IACHR expresses concern OVER THE SITUATION
IN HAITI DURING
At the conclusion of its 121st Regular Period of Sessions, the Inter-American Commission on Human Rights (IACHR) wishes to express its grave concern over developments in the Republic of Haiti since the Commission’s visit to that country at the beginning of September.
Over the past several months, the Commission has continued to receive information on developments in the Republic of Haiti, including information presented by several Haitian non-governmental organizations during a general hearing convened during the Commission’s 121st Regular Period of Sessions. In particular, the Commission has been informed of numerous serious incidents of violence that have occurred since the Commission’s visit to Haiti at the beginning of September, many of which have been perpetrated in the context of confrontations between illegal armed gangs and police. These atrocities included a brutal incident on September 30, 2004 in which two police officers are said to have been shot to death and beheaded. The Commission deplores these acts of violence and once again urges the government, in collaboration with the international community, to take the urgent steps necessary to guarantee the security of its population by disarming illegally armed groups and to investigate, prosecute and punish those responsible for killings and other atrocities, regardless of who may be responsible. The Commission wishes to specifically emphasize the urgent need for enhanced international assistance in bringing security to the country and calls upon the international community to strengthen its efforts in this regard.
The Commission is also concerned about reports of arbitrary arrests and detentions that are said to have occurred over the past two months, including the October 2, 2004 arrest at Radio Caraïbe of the President of the Haitian Senate and three other politicians associated with the former government of Haiti, and the October 13, 2004 arrest and detention of Father Gerard Jean-Juste at his parish in Port-au-Prince. In this respect, the Commission emphasizes the prohibition against arbitrary arrests and detentions enshrined in Article 7 of the American Convention, and reiterates the State’s obligation to ensure that its efforts to investigate and prosecute crimes are undertaken through demonstrably fair and effective procedures that conform to international standards of due process, including a detainee’s right to be promptly notified of the charge or charges against him and to be brought promptly before a judge.
Further, the Commission has been informed of threats and other acts of violence and intimidation perpetrated against human rights defenders as well as journalists and the media in the country, including the September 13, 2004 murder of Rev. Moleste Lovinsky Bertomieux, host of a daily program on Radio Caraïbe. As the Commission has observed on many occasions in the past, violations and coercion of this nature, if left undeterred, places human rights defenders and journalists in vulnerable positions and effectively prevents them from carrying out their work. The Commission once again urges the government to take all measures necessary to investigate, prosecute and prevent incidents of this nature.
Finally, the Commission wishes to express its empathy for the victims of Tropical Storm Jeanne, particularly in the northern city of Gonaïve where over 2,000 people are now said to have been killed or missing.
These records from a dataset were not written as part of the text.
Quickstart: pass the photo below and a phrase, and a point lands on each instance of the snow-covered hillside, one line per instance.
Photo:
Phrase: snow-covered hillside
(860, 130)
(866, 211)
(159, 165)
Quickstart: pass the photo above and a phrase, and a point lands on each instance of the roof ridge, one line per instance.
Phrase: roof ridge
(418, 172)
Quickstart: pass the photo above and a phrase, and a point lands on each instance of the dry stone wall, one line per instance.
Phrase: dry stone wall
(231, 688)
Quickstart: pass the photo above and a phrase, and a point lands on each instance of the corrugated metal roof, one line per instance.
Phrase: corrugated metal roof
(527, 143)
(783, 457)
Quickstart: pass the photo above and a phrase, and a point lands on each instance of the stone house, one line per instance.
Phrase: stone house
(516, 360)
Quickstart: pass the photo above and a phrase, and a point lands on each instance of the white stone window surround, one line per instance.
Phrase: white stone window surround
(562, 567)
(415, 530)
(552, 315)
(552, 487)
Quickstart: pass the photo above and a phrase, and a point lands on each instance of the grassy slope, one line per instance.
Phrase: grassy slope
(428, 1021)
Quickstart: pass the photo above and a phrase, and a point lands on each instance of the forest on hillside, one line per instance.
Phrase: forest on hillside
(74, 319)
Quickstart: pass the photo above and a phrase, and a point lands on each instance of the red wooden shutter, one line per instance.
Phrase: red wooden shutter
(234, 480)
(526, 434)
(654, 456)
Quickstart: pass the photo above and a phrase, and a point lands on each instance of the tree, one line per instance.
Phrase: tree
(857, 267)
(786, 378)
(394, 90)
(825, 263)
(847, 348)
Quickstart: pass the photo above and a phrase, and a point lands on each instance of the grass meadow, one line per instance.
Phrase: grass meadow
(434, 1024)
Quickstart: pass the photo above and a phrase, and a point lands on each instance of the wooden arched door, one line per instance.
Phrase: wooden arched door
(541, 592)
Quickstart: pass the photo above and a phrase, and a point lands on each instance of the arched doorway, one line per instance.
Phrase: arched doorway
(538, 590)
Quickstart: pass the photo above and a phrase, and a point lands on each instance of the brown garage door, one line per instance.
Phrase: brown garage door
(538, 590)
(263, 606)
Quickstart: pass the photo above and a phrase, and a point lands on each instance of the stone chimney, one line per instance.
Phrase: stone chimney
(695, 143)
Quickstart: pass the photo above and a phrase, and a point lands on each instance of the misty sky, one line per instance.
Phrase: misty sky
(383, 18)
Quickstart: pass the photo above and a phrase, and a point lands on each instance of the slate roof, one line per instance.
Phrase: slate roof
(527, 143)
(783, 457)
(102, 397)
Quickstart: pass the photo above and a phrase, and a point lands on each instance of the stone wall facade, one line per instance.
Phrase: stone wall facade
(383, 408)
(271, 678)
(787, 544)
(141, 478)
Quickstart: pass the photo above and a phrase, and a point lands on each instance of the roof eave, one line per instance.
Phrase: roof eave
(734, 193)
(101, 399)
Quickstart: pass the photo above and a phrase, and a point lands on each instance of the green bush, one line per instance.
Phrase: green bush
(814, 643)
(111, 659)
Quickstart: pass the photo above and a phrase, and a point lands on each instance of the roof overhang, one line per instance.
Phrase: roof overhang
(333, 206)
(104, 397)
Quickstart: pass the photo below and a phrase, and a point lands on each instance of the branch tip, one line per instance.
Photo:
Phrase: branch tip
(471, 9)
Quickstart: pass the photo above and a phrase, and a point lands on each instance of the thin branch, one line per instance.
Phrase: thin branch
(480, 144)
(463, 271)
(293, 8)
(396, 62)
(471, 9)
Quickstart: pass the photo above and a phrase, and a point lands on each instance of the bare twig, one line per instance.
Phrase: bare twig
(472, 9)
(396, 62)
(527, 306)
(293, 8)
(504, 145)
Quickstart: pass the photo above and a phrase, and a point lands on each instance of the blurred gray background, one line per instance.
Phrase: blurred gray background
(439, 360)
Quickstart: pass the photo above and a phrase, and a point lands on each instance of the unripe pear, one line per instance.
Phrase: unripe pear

In this connection, the Commission also denounces the actions of armed groups and gangs who are reported to have impeded the delivery of humanitarian aid to victims of the disaster, and urges the international community to continue to provide support to the government and people of Haiti in confronting this catastrophe.
The Commission will continue to closely monitor events in Haiti and to provide assistance within its mandate in overcoming the challenges facing Haiti and its people.